El problema de este grupo de antibióticos es que es excelente para ciertos problemas, pero lamentablemente son medicamentos ototóxicos (dañan al oído ocasionando en el paciente mareo, marcha en círculo y daño en audición), y nefrotóxicos, (ocasionan daño renal agudo que sin diagnóstico, puede tener como resultado la muerte).

Antiinflamatorios y analgésicos:

Las aspirinas, el naproxeno, el ibuprofeno, el paracetamol y el acetaminofén; estos productos alivian el dolor bloqueando a las prostaglandinas. Dicho efecto favorece una pobre circulación sanguínea renal (que ocasiona daño renal, el cual, en el peor de los casos, puede llegar a ser irreversible), y provoca una mala circulación gastrointestinal (que causa una menor protección del tejido, lo que deriva en sangrados, vómito y diarrea).

Estos daños no son los únicos. Por ejemplo, el paracetamol causa que los eritrocitos o glóbulos rojos, en lugar de llevar oxígeno, transporten CO2, lo que ocasiona una falta de oxigenación de los tejidos y la muerte celular, además de ocasionar lesiones severas en el hígado.

Dentro de los medicamentos veterinarios, los analgésicos y los antiinflamatorios no son inocuos a pesar de estar hechos para nuestros compañeros, por eso sólo son de prescripción veterinaria, para evitar las secuelas, que pueden incluir signos digestivos como vómito y diarrea.

Desparasitantes:

Los externos (de venta libre en tiendas de accesorios o de mascotas), para el control o eliminación de parásitos, como piojos, pulgas y ácaros, pueden ocasionar intoxicaciones que afectan al sistema nervioso, teniendo signos como salivación excesiva, baja de la frecuencia cardiaca, depresión, temblores en el cuerpo, incoordinación al caminar, convulsiones y, en casos graves, hasta la muerte.

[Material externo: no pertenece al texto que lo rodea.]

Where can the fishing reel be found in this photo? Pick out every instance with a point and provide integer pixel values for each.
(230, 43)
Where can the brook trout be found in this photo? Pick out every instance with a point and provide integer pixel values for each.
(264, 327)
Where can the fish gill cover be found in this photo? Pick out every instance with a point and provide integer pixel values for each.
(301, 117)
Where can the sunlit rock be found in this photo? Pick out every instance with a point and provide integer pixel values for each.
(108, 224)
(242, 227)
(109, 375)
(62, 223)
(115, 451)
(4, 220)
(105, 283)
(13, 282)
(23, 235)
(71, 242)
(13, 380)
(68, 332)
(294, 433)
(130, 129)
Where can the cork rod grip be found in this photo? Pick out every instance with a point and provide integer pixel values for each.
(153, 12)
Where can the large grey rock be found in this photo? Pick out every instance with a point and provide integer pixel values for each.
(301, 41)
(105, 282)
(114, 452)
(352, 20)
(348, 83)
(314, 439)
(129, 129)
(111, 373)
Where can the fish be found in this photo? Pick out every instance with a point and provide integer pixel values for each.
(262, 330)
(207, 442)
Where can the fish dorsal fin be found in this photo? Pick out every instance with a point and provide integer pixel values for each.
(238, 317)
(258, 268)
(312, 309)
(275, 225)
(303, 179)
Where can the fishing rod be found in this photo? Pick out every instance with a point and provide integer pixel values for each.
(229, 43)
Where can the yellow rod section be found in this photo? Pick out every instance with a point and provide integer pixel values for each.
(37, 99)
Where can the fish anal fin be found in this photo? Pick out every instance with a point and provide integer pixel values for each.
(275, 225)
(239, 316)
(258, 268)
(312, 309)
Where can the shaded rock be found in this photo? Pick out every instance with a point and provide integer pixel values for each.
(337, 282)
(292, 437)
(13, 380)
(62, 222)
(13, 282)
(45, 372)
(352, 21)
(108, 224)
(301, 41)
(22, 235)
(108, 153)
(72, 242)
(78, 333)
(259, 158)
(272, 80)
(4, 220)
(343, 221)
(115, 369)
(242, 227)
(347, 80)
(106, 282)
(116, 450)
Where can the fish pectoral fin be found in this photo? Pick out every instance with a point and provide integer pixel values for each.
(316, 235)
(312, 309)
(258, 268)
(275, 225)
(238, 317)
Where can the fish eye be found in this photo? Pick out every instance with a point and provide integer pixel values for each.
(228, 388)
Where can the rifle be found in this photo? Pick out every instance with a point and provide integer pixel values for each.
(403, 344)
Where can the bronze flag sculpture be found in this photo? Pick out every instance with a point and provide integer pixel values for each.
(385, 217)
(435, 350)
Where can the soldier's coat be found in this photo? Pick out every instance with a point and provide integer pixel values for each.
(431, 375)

En caso de ingesta accidental (en la clínica se presentan casos de pacientes que ingirieron antihipertensivos, medicación cardiovascular, anticonceptivos, modificadores de la conducta, u otros), la comunicación con el Médico Veterinario y la revisión de nuestro amigo es muy importante.

Recuerda que la salud de tu mascota depende de tus cuidados y de las atenciones con el Médico Veterinario, por lo que nunca debes medicarlo sin antes hacer una visita previa.